“Менее всего мне хотелось бы, чтобы личные позиции, здесь изложенные, были восприняты как ламентации человека, вынужденного уйти с любимых и обжитых подмостков в безвестность, уступая дорогу молодежи — тем, кто покрепче и позубастей. Во-первых, „силою вещей” я пребываю там же, где была, что в моем случае значит — живу дома . Я много пишу и печатаюсь; имею учеников и общаюсь с ними с радостью. Во-вторых, я начинала свою жизнь в науке среди таких ярких личностей, что назвала ту часть своих мемуарных записок, где рассказывается о моих учителях, „Завидуйте нам!”. Я и теперь считаю, что моему поколению, при всем драматизме нашей „коллективной биографии”, как ученым можно только позавидовать. Почему? Прежде всего потому, что мы страстно любили то, чем занимались. А из сегодняшней науки (не только той, которой сама занимаюсь) ушла страсть. Практически исчезли домашние семинары. Само по себе это нормально, поскольку появились другие формы социализации. Собирайтесь где хотите и обсуждайте что хотите — хоть права человека, хоть доказательство теоремы Ферма...”
Остановим цитату.
Состоящая из четырех, а на самом деле из двух (научно-эссеистической и воспоминательной) частей, книга обнаружила в себе — для меня — две необходимых для гармоничности восприятия композиционных пружинки. В статьях и “эссеях” автор присутствует, ну, может, в чуть меньшей степени, нежели в мемуарах. Однако то, что смотрится естественным и необходимым на волне памяти, в текстах совершенно притушено, а то и выпущено. Зримость непосредственного участия. Иными словами: причины и следствия здесь поменялись местами: только прочитав заключительную часть “О нас — наискосок”, понимаешь, как и чем обеспечиваются решительность и хладнокровие в журнальной публицистике, оборачивающиеся совершенным доверием к своему читателю. Чего стоят хотя бы рассказы о работе автора в научной библиотеке Института языкознания во второй половине 50-х годов, когда выяснилось, что диплом филфака образца 1955-го не дал главного — “профессиональной лингвистической подготовки”. Здесь, конечно, следует говорить и об ответственности за произнесенное. В то же время довольно быстро становится очевидным, что изрядная часть статей и эссе похожа на то, что у телевизионщиков называется “синхроном”, — это “мемуары в действии”, воспоминание о настоящем.

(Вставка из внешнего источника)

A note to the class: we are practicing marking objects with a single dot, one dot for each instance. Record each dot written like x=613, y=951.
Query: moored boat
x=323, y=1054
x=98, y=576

...Перечитав свой текст, я обнаруживаю довольно много курсивов, впрочем, и у Фрумкиной они встречаются почти на каждой странице. Это интонационное педалирование выделяет для меня в ее книге не только смысловое, но и, повторюсь, доверительное поле. Иными словами, ее курсивы служат выпрямлению , снятию напряжения. И будь моя воля, я добавил бы в аннотации: “для широкого круга читателей”, несмотря на рассказы о когнитивной лингвистике, механизмах трансляции культуры и занятиях анализом статистической структуры текста на уровне слов и словоформ. Я не лукавлю. Когда-то упомянутый мною Чуковский попросил своего зятя, выдающегося физика-теоретика Матвея Бронштейна, уничтоженного в годы Большого террора, рассказать ему, сугубому гуманитарию, о своих научных изысканиях. И Матвей Петрович рискнул. Это было, видимо, объяснение “на пальцах”, нисколько не упрощение, а просто перевод на другой язык. А поскольку Бронштейн был человек блистательный, его перевод оказался точным, образным и доходчивым. Чуковский немедленно отправил зятя-физика к редактору Маршаку. Если бы не кафкиански-абсурдная жестокость эпохи и населяющие ее ежовы со сталиными, вслед за “Солнечным веществом”, “Лучами икс”, “Атомами и электронами” в ленинградском Детгизе могли бы выйти и другие книги Бронштейна.
Ревекка Марковна Фрумкина не только пожила и поработала в той эпохе, она успела и побывать на краю пропасти во времена “борьбы с космополитизмом”, “дела врачей” и — как я понимаю — уцелела чудом. То же относится и к более чем трагическим перипетиям со здоровьем. Об этом читатель узнает из мемуарной части “Внутри истории”. Я же хочу сказать здесь о не закладываемом специально, но образовавшемся в процессе чтения просветительском поле . В данном случае для одного конкретного читателя.